SEANDAINYA...

SEANDAINYA...
AKU JUJUR


__ADS_3

"Kau hubungi Jonathan. Kita akan melakukan konferensi pers. Aku akan bilang jika orang itu aku." Dave berkata.


"Kenapa tiba-tiba kau ingin mengaku ? Bukankah kau nggak peduli ?" Kirana bangkit berdiri saat Dave bangun dari duduknya.


"Aku juga punya hati." Dave menatap Kirana. "Aku nggak mau orang menderita karena perbuatanku." lanjutnya.


Mereka saling tatap. Merasa tak nyaman, Dave memalingkan muka dan hendak keluar.


"Dave." Kirana meraih baju bagian belakang lelaki itu, membuatnya menoleh ke belakang. "Kenapa kau memelukku saat itu ?" tanyanya.

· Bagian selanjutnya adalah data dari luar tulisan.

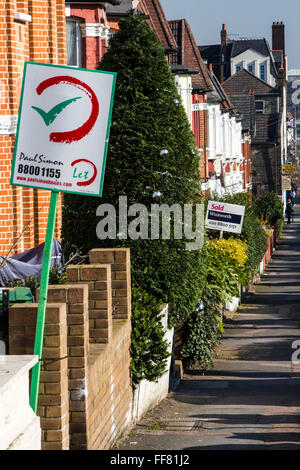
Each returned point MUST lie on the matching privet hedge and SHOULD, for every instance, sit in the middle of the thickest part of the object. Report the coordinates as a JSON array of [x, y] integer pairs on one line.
[[152, 159]]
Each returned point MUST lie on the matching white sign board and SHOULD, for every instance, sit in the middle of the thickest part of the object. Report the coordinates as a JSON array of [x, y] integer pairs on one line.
[[63, 129], [226, 217]]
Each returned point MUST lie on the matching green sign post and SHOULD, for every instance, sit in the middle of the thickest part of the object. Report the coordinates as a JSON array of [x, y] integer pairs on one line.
[[61, 146], [40, 323]]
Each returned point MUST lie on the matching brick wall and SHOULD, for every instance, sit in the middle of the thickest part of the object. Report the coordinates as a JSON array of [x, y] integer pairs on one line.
[[94, 43], [85, 395], [41, 38], [53, 401]]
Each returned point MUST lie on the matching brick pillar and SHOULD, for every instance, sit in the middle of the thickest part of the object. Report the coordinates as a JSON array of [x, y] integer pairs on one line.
[[76, 299], [98, 278], [53, 401], [119, 260]]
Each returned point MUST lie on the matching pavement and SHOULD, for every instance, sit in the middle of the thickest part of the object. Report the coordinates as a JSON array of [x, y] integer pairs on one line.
[[250, 400]]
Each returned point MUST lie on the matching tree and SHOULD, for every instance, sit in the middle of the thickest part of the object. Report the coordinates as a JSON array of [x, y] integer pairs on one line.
[[151, 153]]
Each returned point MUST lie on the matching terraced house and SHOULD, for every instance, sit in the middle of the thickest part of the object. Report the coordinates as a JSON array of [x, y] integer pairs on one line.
[[250, 67]]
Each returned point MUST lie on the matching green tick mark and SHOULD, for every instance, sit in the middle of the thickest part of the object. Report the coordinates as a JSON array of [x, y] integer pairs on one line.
[[54, 112]]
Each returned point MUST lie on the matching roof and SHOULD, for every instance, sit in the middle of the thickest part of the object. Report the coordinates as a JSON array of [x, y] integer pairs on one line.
[[244, 81], [245, 105], [241, 45], [156, 19], [188, 54], [266, 128], [158, 22], [121, 9], [226, 104], [212, 54]]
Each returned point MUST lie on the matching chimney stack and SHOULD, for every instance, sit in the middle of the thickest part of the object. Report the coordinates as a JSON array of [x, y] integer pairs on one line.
[[278, 36], [223, 36]]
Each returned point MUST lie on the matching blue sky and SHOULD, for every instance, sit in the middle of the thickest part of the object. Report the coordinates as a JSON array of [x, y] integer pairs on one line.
[[252, 18]]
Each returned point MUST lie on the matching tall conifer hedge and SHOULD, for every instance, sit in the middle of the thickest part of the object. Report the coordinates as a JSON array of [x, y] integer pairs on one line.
[[152, 159]]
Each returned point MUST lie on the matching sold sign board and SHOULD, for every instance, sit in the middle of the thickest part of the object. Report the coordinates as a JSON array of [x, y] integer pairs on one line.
[[225, 217], [63, 129]]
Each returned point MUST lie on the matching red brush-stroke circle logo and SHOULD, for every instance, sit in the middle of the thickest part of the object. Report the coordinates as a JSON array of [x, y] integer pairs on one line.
[[77, 134], [92, 179]]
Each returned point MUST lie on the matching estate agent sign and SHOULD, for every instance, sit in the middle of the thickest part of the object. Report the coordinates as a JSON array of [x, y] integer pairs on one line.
[[63, 129], [61, 145], [225, 217]]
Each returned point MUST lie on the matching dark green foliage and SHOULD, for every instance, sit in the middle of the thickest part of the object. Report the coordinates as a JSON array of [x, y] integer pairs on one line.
[[202, 333], [269, 208], [149, 350], [252, 233], [147, 118]]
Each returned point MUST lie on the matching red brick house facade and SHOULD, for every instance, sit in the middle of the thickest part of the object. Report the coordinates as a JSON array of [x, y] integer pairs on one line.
[[29, 30]]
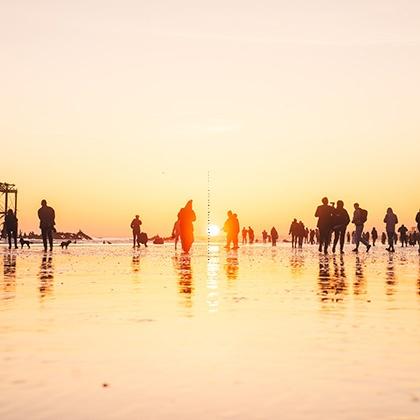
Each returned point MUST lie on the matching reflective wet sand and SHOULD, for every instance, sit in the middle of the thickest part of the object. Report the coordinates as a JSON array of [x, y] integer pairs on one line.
[[105, 332]]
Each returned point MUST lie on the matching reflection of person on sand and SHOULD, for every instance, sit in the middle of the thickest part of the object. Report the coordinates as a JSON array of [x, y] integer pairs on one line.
[[185, 277], [135, 226], [46, 275], [186, 218], [176, 231], [418, 227]]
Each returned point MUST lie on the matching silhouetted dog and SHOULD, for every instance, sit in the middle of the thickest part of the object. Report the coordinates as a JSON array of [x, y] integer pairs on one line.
[[24, 242], [143, 238]]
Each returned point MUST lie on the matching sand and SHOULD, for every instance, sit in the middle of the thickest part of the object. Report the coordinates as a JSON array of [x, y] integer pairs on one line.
[[105, 332]]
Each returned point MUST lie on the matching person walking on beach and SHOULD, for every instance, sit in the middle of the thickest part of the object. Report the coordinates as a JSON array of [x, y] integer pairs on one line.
[[300, 233], [228, 228], [244, 235], [359, 220], [186, 218], [403, 235], [274, 236], [135, 226], [294, 230], [325, 214], [374, 236], [265, 236], [176, 232], [390, 221], [251, 235], [235, 231], [10, 223], [341, 219], [46, 215]]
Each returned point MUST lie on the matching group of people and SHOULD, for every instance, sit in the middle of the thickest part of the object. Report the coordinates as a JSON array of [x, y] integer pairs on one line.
[[46, 215], [333, 220]]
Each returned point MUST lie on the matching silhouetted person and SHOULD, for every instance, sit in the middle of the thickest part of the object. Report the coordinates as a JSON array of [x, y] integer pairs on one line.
[[359, 220], [46, 216], [274, 236], [294, 231], [301, 233], [186, 218], [244, 235], [228, 228], [264, 235], [10, 223], [341, 219], [383, 238], [231, 227], [374, 236], [403, 235], [176, 232], [312, 236], [390, 221], [135, 226], [235, 231], [325, 215], [251, 235]]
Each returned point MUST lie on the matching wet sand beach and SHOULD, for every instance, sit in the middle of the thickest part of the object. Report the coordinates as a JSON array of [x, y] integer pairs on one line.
[[107, 332]]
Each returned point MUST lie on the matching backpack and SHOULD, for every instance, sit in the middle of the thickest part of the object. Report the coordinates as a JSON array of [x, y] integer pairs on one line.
[[363, 216]]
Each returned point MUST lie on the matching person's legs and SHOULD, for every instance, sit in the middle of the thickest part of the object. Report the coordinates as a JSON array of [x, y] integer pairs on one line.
[[336, 237], [50, 240], [44, 238], [342, 239]]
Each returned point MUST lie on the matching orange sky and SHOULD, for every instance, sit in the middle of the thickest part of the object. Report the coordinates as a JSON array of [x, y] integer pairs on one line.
[[111, 108]]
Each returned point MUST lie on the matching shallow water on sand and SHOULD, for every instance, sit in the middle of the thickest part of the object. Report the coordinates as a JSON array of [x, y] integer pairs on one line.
[[105, 332]]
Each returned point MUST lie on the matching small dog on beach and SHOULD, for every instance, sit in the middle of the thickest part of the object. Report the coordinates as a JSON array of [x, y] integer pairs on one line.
[[24, 242], [143, 239], [65, 244]]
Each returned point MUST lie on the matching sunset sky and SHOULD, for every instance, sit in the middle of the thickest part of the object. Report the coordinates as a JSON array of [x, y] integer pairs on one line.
[[112, 108]]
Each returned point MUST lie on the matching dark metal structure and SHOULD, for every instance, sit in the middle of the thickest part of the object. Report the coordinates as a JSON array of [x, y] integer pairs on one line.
[[8, 200]]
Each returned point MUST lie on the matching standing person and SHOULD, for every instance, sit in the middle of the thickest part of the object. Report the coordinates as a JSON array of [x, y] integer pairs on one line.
[[294, 231], [300, 233], [341, 219], [135, 226], [46, 215], [274, 236], [244, 235], [324, 213], [403, 235], [390, 221], [251, 235], [10, 222], [186, 218], [383, 238], [374, 236], [176, 232], [264, 235], [359, 219], [418, 228], [235, 231], [228, 227]]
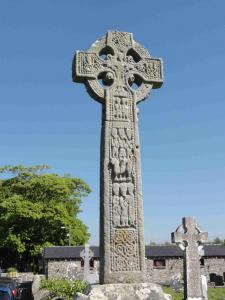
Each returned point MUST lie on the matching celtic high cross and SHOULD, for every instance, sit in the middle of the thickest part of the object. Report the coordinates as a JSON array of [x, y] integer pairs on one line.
[[119, 72], [189, 238]]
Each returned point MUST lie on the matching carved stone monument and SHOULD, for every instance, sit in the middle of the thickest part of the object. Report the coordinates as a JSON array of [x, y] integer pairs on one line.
[[119, 63], [189, 237], [119, 73]]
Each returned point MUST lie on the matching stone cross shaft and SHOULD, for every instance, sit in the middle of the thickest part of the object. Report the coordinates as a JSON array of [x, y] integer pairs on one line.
[[119, 72], [189, 241]]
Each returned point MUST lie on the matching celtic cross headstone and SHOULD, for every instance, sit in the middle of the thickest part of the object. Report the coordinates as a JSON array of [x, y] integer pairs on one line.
[[86, 254], [119, 72], [189, 237]]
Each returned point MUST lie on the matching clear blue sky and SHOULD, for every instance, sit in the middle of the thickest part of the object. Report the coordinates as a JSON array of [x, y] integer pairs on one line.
[[45, 118]]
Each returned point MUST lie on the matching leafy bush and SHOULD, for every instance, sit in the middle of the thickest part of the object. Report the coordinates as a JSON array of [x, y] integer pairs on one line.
[[12, 270], [63, 288]]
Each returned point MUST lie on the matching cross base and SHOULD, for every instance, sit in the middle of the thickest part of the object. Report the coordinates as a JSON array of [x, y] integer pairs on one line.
[[135, 291]]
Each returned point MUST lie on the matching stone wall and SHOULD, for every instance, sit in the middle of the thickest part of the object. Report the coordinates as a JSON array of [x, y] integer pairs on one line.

"Itu hanya rasa bersalah karena aku sering bersikap kasar padamu." Dave menjawab tanpa emosi.


"Apa kau yang ingin menciumku juga karena rasa bersalah ?" mata Kirana berkaca-kaca menatapnya.


Ekspresi wajah Dave sedikit berubah. Kirana masih memandang ke arahnya, menuntut jawaban.


"Apa yang kau harapkan Kirana ?" akhirnya Dave berkata.


Mereka kembali saling pandang. Kirana tak mengerti maksud ucapan Dave padanya.


"Kau ingin aku mengatakan apa ?" kembali Dave bertanya.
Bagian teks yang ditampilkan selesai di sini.